Estreno de taquicardia
Libros y películas de vídeo sin devolver, mal presagio
Alguna vez tiene que ser la primera, pero estrenarse como enviada especial cubriendo el 11-S es de taquicardia asegurada. Para la periodista y para su familia, que sufrió como si la hubieran mandado a la guerra. Y de eso, precisamente, se hablaba en los corrillos de neoyorquinos que se reunían para buscar consuelo e intercambiar opiniones en Union Square. De un inminente conflicto bélico en Afganistán, pero también de la posibilidad de sufrir en carne propia un nuevo ataque, ya fuera químico o con una bomba en el metro.

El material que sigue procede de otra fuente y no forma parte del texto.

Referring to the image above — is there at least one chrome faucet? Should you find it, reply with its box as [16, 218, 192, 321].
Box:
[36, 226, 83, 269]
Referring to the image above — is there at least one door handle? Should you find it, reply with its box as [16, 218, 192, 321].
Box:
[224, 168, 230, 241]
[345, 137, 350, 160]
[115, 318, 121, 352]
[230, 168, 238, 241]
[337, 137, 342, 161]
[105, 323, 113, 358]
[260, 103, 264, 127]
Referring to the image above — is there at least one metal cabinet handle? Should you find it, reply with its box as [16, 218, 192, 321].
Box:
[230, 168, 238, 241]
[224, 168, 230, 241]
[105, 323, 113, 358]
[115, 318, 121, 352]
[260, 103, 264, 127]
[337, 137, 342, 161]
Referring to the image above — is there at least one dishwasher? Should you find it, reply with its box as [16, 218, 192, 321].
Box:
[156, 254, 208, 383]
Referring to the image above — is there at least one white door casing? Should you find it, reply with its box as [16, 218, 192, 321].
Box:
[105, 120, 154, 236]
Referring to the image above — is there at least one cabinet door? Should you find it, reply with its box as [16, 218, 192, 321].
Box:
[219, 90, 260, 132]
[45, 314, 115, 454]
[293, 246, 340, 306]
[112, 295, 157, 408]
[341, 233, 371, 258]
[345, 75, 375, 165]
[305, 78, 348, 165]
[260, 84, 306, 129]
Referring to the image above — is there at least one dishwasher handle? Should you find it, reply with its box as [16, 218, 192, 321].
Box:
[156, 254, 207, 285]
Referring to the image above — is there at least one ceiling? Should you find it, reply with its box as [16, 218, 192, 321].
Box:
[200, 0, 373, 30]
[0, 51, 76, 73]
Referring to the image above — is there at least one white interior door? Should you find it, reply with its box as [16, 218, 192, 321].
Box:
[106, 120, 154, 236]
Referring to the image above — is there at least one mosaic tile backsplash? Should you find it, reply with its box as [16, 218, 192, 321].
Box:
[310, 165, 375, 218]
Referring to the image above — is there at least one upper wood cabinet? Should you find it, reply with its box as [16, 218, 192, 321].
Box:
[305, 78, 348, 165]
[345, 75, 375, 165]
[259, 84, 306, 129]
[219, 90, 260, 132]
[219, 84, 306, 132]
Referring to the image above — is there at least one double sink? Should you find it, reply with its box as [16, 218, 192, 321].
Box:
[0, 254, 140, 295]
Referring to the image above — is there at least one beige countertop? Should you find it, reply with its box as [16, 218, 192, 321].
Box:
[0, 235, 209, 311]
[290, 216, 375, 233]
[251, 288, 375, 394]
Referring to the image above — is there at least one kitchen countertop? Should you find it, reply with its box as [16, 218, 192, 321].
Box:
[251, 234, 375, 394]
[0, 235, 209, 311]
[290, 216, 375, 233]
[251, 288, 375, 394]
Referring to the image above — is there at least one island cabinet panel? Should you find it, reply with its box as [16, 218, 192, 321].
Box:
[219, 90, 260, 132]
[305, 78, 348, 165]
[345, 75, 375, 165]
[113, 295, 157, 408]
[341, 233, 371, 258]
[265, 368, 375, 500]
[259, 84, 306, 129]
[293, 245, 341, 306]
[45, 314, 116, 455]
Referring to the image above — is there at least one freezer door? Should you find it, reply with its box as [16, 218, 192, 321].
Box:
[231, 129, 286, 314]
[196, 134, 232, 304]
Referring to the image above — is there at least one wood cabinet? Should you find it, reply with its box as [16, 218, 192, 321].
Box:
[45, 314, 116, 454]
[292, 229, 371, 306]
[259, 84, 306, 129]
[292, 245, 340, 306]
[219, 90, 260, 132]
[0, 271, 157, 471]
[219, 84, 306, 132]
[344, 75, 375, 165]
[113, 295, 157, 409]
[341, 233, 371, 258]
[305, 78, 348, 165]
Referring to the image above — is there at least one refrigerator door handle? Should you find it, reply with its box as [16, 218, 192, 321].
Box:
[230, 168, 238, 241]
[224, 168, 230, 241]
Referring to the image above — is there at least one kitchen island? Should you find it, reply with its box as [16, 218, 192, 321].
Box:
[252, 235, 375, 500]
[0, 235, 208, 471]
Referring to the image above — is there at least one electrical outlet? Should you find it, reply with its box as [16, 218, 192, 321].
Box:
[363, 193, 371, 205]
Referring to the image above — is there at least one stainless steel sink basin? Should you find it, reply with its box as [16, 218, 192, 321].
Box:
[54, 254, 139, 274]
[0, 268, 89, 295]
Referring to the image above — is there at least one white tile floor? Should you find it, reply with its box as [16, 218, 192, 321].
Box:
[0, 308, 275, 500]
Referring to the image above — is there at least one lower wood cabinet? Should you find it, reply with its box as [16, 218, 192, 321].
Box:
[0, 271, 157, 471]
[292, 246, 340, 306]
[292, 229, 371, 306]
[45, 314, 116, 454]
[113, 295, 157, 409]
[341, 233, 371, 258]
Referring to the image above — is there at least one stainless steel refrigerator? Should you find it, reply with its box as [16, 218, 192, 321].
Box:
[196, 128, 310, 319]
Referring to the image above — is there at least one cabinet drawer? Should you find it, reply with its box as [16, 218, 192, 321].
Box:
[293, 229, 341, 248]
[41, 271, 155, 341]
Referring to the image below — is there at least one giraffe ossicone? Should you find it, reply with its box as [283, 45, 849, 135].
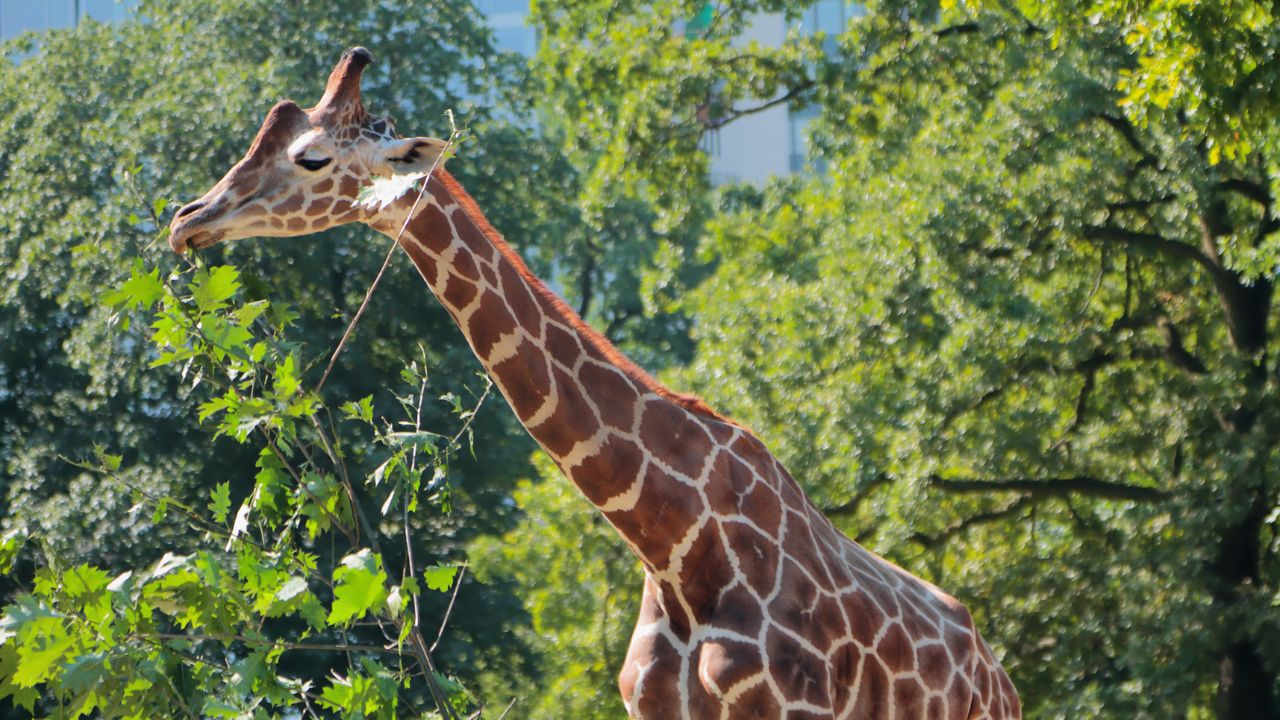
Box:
[169, 47, 1021, 720]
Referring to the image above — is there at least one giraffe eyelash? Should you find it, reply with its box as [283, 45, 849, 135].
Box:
[294, 158, 333, 172]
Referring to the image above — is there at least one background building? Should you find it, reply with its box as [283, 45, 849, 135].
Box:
[0, 0, 137, 42]
[0, 0, 864, 184]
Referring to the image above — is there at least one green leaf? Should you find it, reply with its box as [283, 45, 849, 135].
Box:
[328, 548, 387, 625]
[275, 577, 307, 602]
[13, 633, 76, 688]
[102, 260, 164, 307]
[209, 482, 232, 525]
[191, 265, 239, 313]
[61, 652, 106, 693]
[340, 395, 374, 423]
[422, 564, 458, 592]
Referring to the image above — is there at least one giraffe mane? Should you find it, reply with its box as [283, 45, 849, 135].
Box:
[434, 168, 737, 425]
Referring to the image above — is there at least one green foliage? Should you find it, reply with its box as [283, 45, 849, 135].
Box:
[467, 456, 643, 720]
[511, 0, 1280, 717]
[0, 265, 494, 717]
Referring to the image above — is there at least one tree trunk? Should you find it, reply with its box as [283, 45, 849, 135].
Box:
[1217, 641, 1277, 720]
[1212, 493, 1280, 720]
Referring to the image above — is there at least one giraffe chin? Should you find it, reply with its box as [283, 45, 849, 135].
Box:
[169, 228, 227, 255]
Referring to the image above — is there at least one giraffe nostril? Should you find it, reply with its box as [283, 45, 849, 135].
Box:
[175, 200, 205, 218]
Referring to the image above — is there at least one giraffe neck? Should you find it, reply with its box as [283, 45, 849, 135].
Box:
[369, 170, 739, 570]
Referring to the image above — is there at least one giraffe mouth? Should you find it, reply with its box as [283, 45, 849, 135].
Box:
[187, 231, 227, 250]
[169, 223, 227, 254]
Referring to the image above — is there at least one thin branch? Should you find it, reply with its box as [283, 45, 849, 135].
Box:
[911, 495, 1036, 548]
[431, 565, 467, 652]
[1094, 113, 1160, 167]
[1083, 225, 1234, 275]
[315, 110, 460, 392]
[822, 473, 893, 518]
[701, 79, 817, 131]
[124, 633, 401, 655]
[929, 475, 1169, 502]
[933, 23, 982, 38]
[1217, 178, 1271, 210]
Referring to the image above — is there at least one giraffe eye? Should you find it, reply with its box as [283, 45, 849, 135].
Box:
[296, 158, 333, 172]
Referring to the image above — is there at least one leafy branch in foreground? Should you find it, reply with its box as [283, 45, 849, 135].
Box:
[0, 256, 489, 719]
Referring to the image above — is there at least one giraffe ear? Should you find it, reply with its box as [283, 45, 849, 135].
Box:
[380, 137, 445, 176]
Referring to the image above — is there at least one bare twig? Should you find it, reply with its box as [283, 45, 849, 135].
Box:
[315, 110, 461, 392]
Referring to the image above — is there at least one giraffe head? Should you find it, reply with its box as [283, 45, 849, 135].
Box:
[169, 47, 444, 252]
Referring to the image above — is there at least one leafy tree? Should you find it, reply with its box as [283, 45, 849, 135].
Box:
[491, 1, 1280, 719]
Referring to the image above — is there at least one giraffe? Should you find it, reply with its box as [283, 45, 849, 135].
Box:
[169, 47, 1021, 720]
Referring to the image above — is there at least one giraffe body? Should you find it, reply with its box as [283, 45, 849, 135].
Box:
[170, 49, 1020, 720]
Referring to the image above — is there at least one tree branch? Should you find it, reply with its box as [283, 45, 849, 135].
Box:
[1083, 225, 1228, 274]
[822, 473, 893, 518]
[929, 475, 1169, 502]
[1094, 113, 1160, 167]
[911, 495, 1036, 548]
[701, 79, 815, 129]
[1217, 178, 1271, 210]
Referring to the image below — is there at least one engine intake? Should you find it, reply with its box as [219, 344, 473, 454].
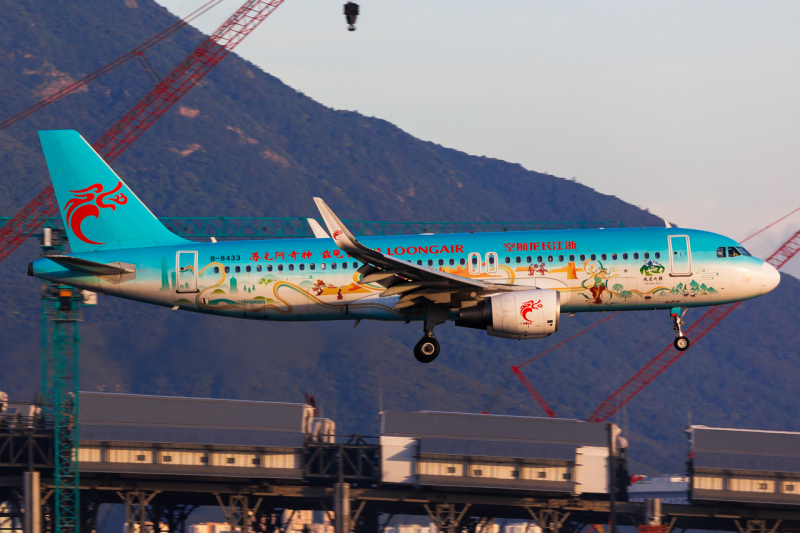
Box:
[456, 289, 561, 339]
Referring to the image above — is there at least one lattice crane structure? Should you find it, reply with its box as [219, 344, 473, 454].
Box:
[0, 0, 284, 261]
[0, 0, 284, 533]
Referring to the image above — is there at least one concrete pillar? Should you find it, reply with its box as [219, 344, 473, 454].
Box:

Tal era el temor que aquellas semanas aumentaron las ventas de trajes y mascarillas antigas, mientras servidora, provista de una de papel, trataba de no pararse a pensar demasiado en eso.

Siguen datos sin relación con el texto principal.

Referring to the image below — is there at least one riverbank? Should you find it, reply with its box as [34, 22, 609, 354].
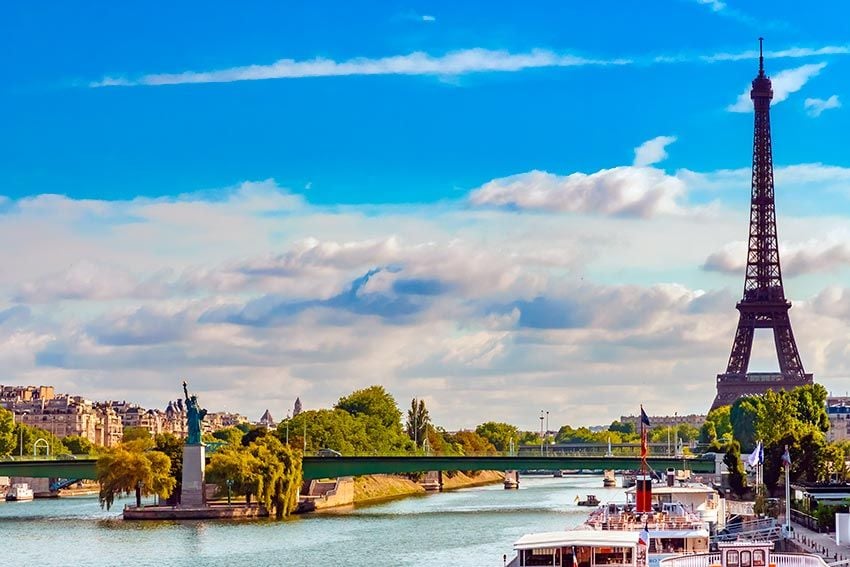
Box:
[354, 471, 505, 505]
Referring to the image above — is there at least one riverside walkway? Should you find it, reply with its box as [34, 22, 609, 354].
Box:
[0, 455, 715, 480]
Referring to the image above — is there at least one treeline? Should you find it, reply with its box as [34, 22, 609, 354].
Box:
[701, 384, 850, 500]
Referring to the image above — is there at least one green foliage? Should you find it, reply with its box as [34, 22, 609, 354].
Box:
[62, 435, 94, 455]
[453, 431, 499, 456]
[334, 386, 401, 430]
[475, 421, 519, 453]
[608, 421, 637, 436]
[206, 435, 302, 518]
[723, 441, 747, 497]
[729, 396, 761, 451]
[213, 427, 245, 445]
[121, 426, 151, 443]
[699, 406, 732, 443]
[97, 438, 176, 510]
[404, 398, 431, 447]
[0, 408, 16, 457]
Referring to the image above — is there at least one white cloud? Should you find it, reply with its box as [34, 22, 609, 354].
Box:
[696, 0, 726, 12]
[633, 136, 676, 167]
[726, 63, 826, 112]
[470, 166, 685, 217]
[803, 95, 841, 117]
[89, 48, 629, 87]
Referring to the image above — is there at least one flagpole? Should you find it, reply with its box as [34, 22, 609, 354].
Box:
[783, 445, 791, 534]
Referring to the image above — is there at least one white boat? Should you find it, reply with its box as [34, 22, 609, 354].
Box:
[6, 482, 33, 502]
[508, 530, 641, 567]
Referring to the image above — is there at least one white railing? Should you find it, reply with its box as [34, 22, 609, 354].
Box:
[658, 553, 720, 567]
[659, 553, 827, 567]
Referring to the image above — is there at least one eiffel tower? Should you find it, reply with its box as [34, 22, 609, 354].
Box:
[711, 38, 812, 409]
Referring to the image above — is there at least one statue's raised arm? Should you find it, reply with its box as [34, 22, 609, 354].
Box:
[183, 380, 207, 445]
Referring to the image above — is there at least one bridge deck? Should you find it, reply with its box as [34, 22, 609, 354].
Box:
[0, 456, 714, 479]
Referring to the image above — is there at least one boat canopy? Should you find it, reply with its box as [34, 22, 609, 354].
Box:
[514, 530, 640, 550]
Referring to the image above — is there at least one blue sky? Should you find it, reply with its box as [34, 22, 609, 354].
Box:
[0, 0, 850, 428]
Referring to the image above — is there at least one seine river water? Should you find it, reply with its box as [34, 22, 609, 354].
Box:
[0, 476, 623, 567]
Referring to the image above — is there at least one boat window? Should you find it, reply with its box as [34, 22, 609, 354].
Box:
[593, 547, 632, 565]
[522, 547, 561, 567]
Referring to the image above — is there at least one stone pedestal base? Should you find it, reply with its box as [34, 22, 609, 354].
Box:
[180, 445, 206, 508]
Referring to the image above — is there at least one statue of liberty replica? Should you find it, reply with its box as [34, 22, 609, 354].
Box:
[180, 380, 207, 508]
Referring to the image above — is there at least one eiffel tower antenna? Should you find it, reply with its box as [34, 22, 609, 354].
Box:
[711, 38, 812, 409]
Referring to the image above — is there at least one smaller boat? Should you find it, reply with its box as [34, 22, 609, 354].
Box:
[578, 494, 599, 506]
[6, 482, 33, 502]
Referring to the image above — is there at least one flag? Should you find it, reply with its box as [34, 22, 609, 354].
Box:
[782, 445, 791, 468]
[747, 441, 762, 468]
[638, 524, 649, 546]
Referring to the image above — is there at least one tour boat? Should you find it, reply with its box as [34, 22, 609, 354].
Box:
[6, 482, 33, 502]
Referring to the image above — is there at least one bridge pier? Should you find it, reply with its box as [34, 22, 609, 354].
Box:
[419, 471, 443, 492]
[505, 470, 519, 490]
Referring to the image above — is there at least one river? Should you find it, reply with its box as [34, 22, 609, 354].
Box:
[0, 476, 623, 567]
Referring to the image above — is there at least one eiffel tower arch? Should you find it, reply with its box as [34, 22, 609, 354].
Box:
[711, 38, 813, 409]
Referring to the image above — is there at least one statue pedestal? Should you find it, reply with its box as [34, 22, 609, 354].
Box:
[180, 444, 206, 508]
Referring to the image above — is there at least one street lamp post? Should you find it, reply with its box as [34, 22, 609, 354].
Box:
[540, 410, 543, 457]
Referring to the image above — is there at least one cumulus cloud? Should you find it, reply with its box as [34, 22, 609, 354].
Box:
[470, 166, 685, 218]
[726, 63, 826, 112]
[803, 95, 841, 118]
[89, 48, 629, 87]
[633, 136, 676, 167]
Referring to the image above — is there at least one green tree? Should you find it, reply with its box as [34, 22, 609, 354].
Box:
[723, 441, 747, 497]
[213, 427, 245, 445]
[62, 435, 94, 455]
[0, 408, 16, 457]
[699, 406, 732, 443]
[454, 431, 499, 456]
[121, 425, 151, 443]
[404, 398, 431, 447]
[97, 440, 176, 510]
[729, 396, 762, 451]
[153, 433, 184, 506]
[475, 421, 519, 453]
[334, 386, 401, 431]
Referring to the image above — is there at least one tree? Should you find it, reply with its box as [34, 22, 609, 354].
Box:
[0, 408, 16, 457]
[97, 440, 176, 510]
[121, 425, 151, 443]
[723, 441, 747, 497]
[405, 398, 431, 447]
[206, 435, 302, 518]
[699, 406, 732, 443]
[332, 386, 401, 431]
[154, 433, 184, 506]
[729, 396, 761, 451]
[454, 431, 499, 456]
[213, 427, 244, 445]
[62, 435, 94, 455]
[475, 421, 519, 453]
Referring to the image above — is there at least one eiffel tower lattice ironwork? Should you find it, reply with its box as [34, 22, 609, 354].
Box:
[711, 38, 812, 409]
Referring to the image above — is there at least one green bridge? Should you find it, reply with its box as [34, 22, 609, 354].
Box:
[0, 456, 714, 479]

Pese a lo dramático de los acontecimientos, una también reparó en detalles nimios, como que las postales de las Torres Gemelas habían cuadruplicado su precio. Y se enteró de curiosidades tales como que un oficinista neoyorquino viaja en ascensor la distancia entre Oñate y Zumarraga en apenas una semana. También le asombró que la comunidad china, al no saber inglés, permaneciera durante los primeros momentos desinformada, mirando con sus ojos rasgados el televisor sin entender qué es lo que pasaba.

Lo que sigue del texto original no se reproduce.